A especificidade da preferência –e do carinho– da criança é comparável a sua capacidade crescente de sentir uma forte ligação específica a pessoas em particular. O objeto transicional é “uma ponte entre a mãe e o mundo externo”, disse Alicia Lieberman, especialista em saúde mental infantil e professora da Universidade da Califórnia, em São Francisco.
Arietta Slade, professora de psicologia clínica e do desenvolvimento na Universidade da Cidade de Nova York, disse: “Se pararmos para pensar, ele é um mecanismo muito adaptável.
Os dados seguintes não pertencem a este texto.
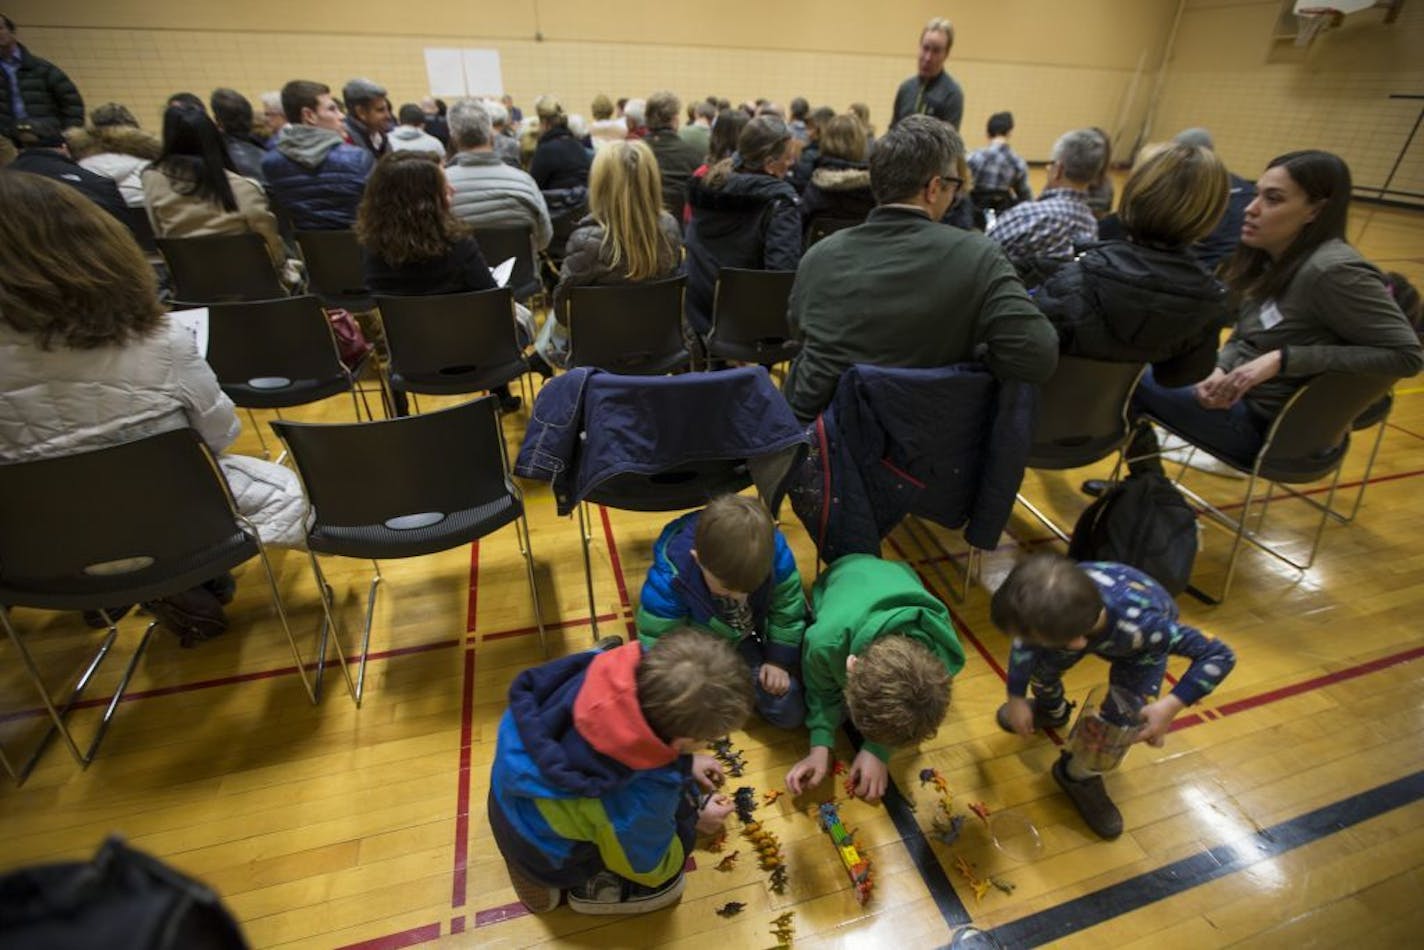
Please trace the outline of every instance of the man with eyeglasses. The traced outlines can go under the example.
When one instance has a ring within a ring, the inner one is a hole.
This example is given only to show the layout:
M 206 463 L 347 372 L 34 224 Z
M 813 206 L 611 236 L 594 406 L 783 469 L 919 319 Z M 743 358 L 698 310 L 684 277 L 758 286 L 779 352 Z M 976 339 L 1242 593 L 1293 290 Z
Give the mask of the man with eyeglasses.
M 964 118 L 964 90 L 944 71 L 944 61 L 954 45 L 954 24 L 937 16 L 920 31 L 920 52 L 915 75 L 895 91 L 893 126 L 907 115 L 932 115 L 958 131 Z
M 1000 379 L 1040 383 L 1058 337 L 992 241 L 940 220 L 968 176 L 964 142 L 927 115 L 875 143 L 864 224 L 801 258 L 790 319 L 801 339 L 783 387 L 810 422 L 854 363 L 936 367 L 977 360 Z
M 1103 170 L 1107 147 L 1092 129 L 1058 139 L 1048 181 L 1037 201 L 1014 205 L 994 219 L 988 236 L 998 242 L 1020 276 L 1037 286 L 1074 248 L 1098 239 L 1098 219 L 1088 206 L 1088 186 Z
Existem outras coisas além da mãe às quais as crianças podem recorrer em busca de uma sensação reconfortante”.
Alguns pais chegam a “sugerir” um objeto conveniente (e comprar vários para armazenar), mas as crianças são motivadas principalmente por suas preferências misteriosas e apaixonadas e não necessariamente aceitam substitutos –lembremo-nos de todas essas histórias sobre ter de mudar o trajeto do carro para buscar o cobertorzinho de verdade em casa.
O objeto transicional “tem de ser criado pelo bebê”, disse Tuber. “A criança tem de escolher o que realmente se torna dela.”
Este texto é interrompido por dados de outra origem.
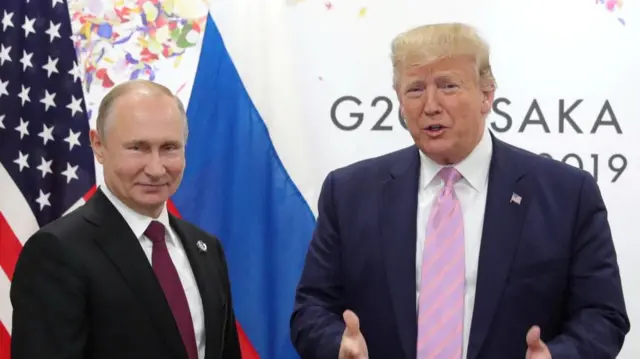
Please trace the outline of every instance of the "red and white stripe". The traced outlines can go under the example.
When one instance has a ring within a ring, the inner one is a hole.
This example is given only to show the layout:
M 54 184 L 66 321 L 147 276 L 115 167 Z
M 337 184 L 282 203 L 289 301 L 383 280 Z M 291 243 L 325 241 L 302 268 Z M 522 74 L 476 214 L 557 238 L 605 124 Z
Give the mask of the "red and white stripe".
M 0 166 L 0 359 L 10 359 L 10 334 L 13 306 L 9 298 L 11 279 L 20 251 L 29 237 L 38 229 L 31 207 L 20 193 L 20 189 Z M 83 205 L 95 187 L 76 202 L 66 213 Z M 65 214 L 66 214 L 65 213 Z

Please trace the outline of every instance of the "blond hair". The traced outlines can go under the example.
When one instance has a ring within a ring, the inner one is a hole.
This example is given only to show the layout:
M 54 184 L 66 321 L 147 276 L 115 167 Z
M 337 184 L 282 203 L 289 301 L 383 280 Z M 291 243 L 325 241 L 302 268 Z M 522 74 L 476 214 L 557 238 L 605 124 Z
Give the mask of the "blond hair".
M 496 88 L 489 45 L 473 27 L 461 23 L 424 25 L 396 36 L 391 43 L 393 86 L 397 87 L 403 69 L 452 56 L 475 58 L 482 90 Z
M 106 134 L 107 125 L 110 122 L 109 118 L 113 112 L 113 104 L 118 98 L 133 92 L 143 95 L 169 96 L 173 98 L 176 102 L 178 112 L 184 120 L 186 139 L 189 131 L 189 127 L 187 126 L 187 113 L 180 98 L 174 95 L 167 87 L 159 83 L 143 79 L 130 80 L 116 85 L 102 98 L 100 106 L 98 107 L 98 118 L 96 120 L 96 130 L 101 138 L 105 138 L 104 136 Z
Inevitavelmente, há pais que se preocupam com a ideia de um objeto se tornar muito importante, com a possibilidade de que cuidar dele e preservá-lo possa vir a ser um grande fardo ou de que ele impeça a criança de estar de acordo com a maturidade e a independência que se espera dela.
“Os pais ficam chateados porque acham que vão perder o objeto transicional; acham que ele junta germes, que ele parece infantil, que é um problema na cultura americana”, disse Barbara Howard, pediatra especializada em desenvolvimento comportamental da Universidade Johns Hopkins.
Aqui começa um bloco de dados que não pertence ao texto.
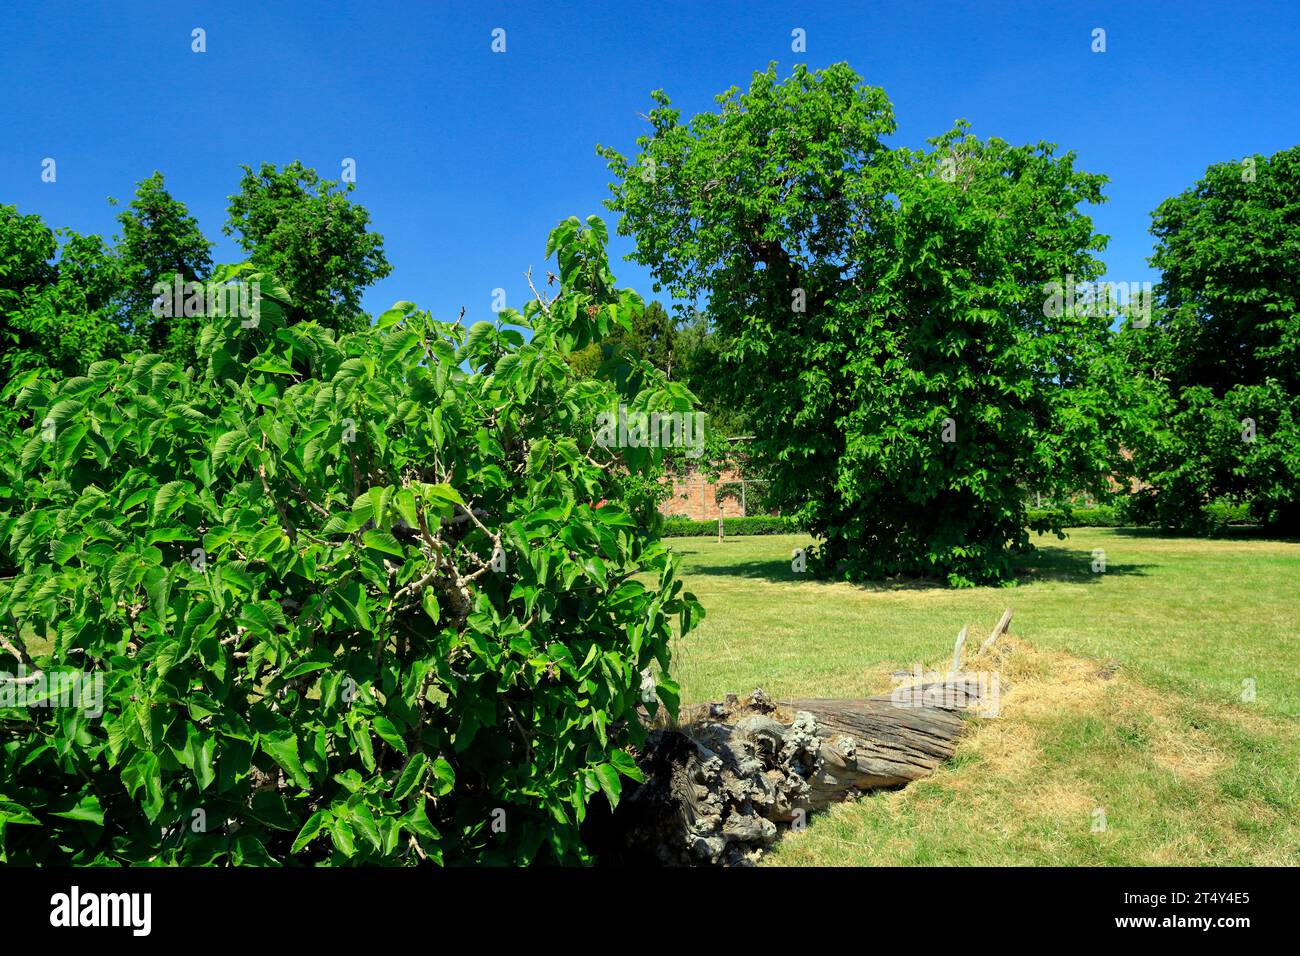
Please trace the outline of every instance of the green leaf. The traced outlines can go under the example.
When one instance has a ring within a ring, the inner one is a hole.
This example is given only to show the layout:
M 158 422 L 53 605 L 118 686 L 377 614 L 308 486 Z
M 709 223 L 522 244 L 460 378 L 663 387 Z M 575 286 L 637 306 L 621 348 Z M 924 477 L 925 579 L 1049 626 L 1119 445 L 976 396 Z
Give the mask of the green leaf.
M 232 429 L 217 439 L 217 443 L 212 446 L 212 470 L 216 471 L 226 459 L 230 457 L 239 445 L 248 437 L 248 433 L 242 428 Z
M 456 771 L 445 757 L 439 757 L 433 762 L 433 776 L 437 781 L 433 794 L 435 797 L 446 796 L 456 786 Z
M 41 825 L 41 821 L 32 815 L 32 811 L 21 804 L 3 798 L 0 798 L 0 821 L 27 826 Z
M 410 488 L 400 489 L 393 496 L 393 505 L 397 508 L 397 513 L 402 516 L 408 528 L 420 527 L 420 515 L 415 506 L 415 495 Z
M 291 680 L 294 677 L 301 677 L 303 674 L 310 674 L 313 671 L 323 671 L 333 663 L 333 658 L 327 661 L 303 661 L 301 664 L 289 668 L 280 676 L 285 680 Z
M 386 741 L 390 747 L 406 753 L 406 741 L 397 731 L 397 725 L 387 717 L 376 717 L 370 722 L 371 728 L 381 739 Z
M 610 754 L 609 762 L 623 776 L 630 777 L 637 783 L 645 783 L 645 774 L 641 772 L 641 768 L 636 765 L 636 761 L 626 750 L 614 751 Z
M 139 557 L 130 551 L 119 555 L 114 560 L 108 569 L 108 587 L 114 595 L 121 593 L 127 587 L 131 573 L 139 565 L 139 561 Z
M 391 554 L 401 558 L 405 556 L 402 546 L 398 540 L 387 531 L 367 531 L 361 536 L 367 548 L 375 551 L 382 551 L 384 554 Z
M 429 762 L 429 758 L 419 753 L 413 756 L 406 763 L 406 768 L 397 780 L 397 786 L 393 789 L 393 799 L 402 800 L 412 790 L 420 785 L 424 777 L 424 771 Z
M 63 817 L 65 820 L 79 820 L 82 823 L 93 823 L 101 827 L 104 825 L 104 808 L 99 803 L 99 797 L 93 793 L 82 794 L 75 807 L 70 810 L 54 811 L 50 816 Z
M 383 839 L 379 835 L 379 827 L 375 825 L 374 814 L 370 812 L 368 806 L 359 803 L 353 807 L 348 822 L 352 824 L 353 831 L 360 833 L 374 849 L 383 849 Z
M 618 778 L 618 768 L 613 764 L 597 764 L 594 768 L 596 780 L 600 783 L 600 789 L 605 791 L 605 797 L 609 800 L 611 807 L 618 806 L 618 797 L 622 792 L 623 784 Z
M 311 780 L 307 776 L 307 771 L 303 769 L 302 758 L 298 753 L 297 735 L 289 731 L 263 734 L 261 746 L 272 760 L 284 768 L 294 786 L 304 790 L 311 787 Z
M 208 789 L 216 779 L 216 770 L 213 766 L 216 750 L 216 739 L 206 737 L 199 745 L 198 753 L 195 754 L 194 779 L 198 781 L 200 790 Z
M 294 838 L 293 846 L 290 847 L 289 852 L 295 855 L 301 853 L 312 840 L 320 835 L 321 830 L 324 830 L 329 822 L 330 813 L 326 810 L 317 810 L 302 825 L 302 829 L 298 831 L 298 836 Z
M 429 620 L 437 624 L 442 618 L 442 609 L 438 607 L 438 595 L 433 593 L 432 588 L 425 588 L 420 604 L 424 607 L 424 613 L 429 615 Z
M 402 826 L 417 836 L 422 836 L 428 840 L 438 839 L 438 831 L 433 828 L 429 822 L 429 814 L 425 812 L 424 801 L 421 800 L 412 807 L 405 816 L 402 817 Z
M 338 851 L 349 859 L 357 855 L 356 840 L 353 838 L 352 828 L 346 821 L 337 817 L 334 819 L 333 826 L 330 827 L 330 839 L 334 841 Z
M 180 506 L 179 496 L 189 487 L 187 481 L 169 481 L 158 489 L 153 499 L 153 520 L 166 520 Z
“O maior problema é a estigmatização. Não existe um limite de idade para quando o objeto transicional se torna ruim, mas a pessoa pode ser importunada se continuar com ele”, acrescentou.
À medida que as crianças vão crescendo, alguns objetos transicionais –especialmente os bichos de pelúcia– assumem personalidades distintas, passando a ser ao mesmo tempo uma figura de conforto e um amigo imaginário. Basta pensarmos em como o Ursinho Pooh, para Christopher Robin, representa um companheiro e, às vezes, uma criança problema. Aloísio, o urso de pelúcia de “Memórias de Brideshead”, é levado até Oxford.
Na verdade, Howard sugere que até 25% das jovens que chegam à faculdade levam algo que pode ser identificado como um objeto transicional da infância. Um jovem adulto que chega à faculdade, com ou sem bichos de pelúcia ou restos de um cobertor velho favorito, deve chamar nossa atenção para o fato de que os desafios da separação –e as consolações e complexidades do apego– não ficam confinados, no que diz respeito ao desenvolvimento, nos primeiros anos de vida da pessoa.
A imagem familiar de uma criança pequena junto a um objeto transicional, geralmente cativante e um tanto engraçada, às vezes inquieta e até mesmo desesperada, nos lembra que aprender a negociar e a desfrutar de despedidas e reencontros é parte da tarefa que cabe tanto aos pais quanto às crianças.